Co-Principal Investigator, UC Davis
bemcdermott@ucdavis.edu
Jennifer Skeem, Ph.D.
Principal Investigator, University of California, Berkeley
David J. Cooke, Ph.D.
Co-Principal Investigator, University of Bergin
Description:
Recent studies have demonstrated that substantial gains in preventing institutional violence can be made by focusing how situational and environmental factors can elicit violence (Cooke, Wozniak & Johnstone, 2008), such as poor patient-staff communication, low patient-staff ratios, disorganized management. The manualized measure, PRISM: Promoting Risk Intervention by Situational Management (Johnstone & Cooke, 2010a), was developed to provide a tool that allows empirical research to delve into this outward-looking approach. PRISM has successfully assessed violence risk and guided implementation of institutional changes that lowered incidents of violence in high-risk settings across the world (Wilson & Tamatea, 2010; Johnstone & Cooke, 2010b; Cregg & Payne, 2010).
This study aims to establish a partnership with California Department of State Hospitals - Napa to rigorously test whether different situational factors, measured by PRISM, can lead to a reduction in institutional violence in closed psychiatric units. Researcher will use PRISM to identify environmental risk factors in the hospital environment and compare the presence of these factors to variation in violent incidents across different units. Researchers will work with hospital administrators by providing feedback to identify strong environmental risk factors that could be changed to reduce institutional violence.

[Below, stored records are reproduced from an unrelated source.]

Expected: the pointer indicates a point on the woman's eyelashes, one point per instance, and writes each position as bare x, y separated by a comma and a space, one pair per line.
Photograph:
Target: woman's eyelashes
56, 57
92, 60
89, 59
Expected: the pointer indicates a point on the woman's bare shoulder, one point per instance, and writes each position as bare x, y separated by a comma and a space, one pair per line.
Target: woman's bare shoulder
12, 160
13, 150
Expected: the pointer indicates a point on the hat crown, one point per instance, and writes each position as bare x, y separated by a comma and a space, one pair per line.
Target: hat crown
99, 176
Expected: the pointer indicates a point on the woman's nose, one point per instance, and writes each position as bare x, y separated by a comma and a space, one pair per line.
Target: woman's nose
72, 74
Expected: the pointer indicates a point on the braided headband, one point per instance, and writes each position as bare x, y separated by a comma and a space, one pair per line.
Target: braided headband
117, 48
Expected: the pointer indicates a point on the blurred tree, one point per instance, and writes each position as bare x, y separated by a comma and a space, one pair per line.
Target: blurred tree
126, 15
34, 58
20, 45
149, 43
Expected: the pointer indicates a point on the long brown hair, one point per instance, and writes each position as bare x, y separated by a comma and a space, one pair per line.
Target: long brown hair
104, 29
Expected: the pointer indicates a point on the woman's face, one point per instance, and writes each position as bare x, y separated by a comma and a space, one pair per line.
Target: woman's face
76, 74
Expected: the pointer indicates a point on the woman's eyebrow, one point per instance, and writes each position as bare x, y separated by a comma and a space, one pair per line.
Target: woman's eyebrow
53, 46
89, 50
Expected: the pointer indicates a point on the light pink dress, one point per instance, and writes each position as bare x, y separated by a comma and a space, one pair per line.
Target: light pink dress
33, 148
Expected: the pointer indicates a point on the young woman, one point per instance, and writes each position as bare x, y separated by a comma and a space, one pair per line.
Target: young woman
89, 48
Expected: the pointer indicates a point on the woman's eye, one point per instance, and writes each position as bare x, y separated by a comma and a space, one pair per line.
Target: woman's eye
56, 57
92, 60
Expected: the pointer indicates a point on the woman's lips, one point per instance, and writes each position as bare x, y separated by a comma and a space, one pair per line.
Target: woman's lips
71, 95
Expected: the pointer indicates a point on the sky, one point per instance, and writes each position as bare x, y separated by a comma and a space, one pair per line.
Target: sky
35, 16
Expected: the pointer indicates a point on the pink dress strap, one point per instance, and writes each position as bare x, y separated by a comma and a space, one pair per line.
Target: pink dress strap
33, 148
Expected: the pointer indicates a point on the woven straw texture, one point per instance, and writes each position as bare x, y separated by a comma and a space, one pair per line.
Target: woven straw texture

The primary aims of this research are to:
- Identify institutional risk factors that most robustly predict violence rates (and are relevant both to violence theories and prevention) and
- Test whether interventions that specifically target a unit’s institutional risk factors are feasible to implement and add value in reducing the unit’s risk level and violence rates.
A secondary aim is to examine impacts on broader indices of institutional health like suicide-related behavior.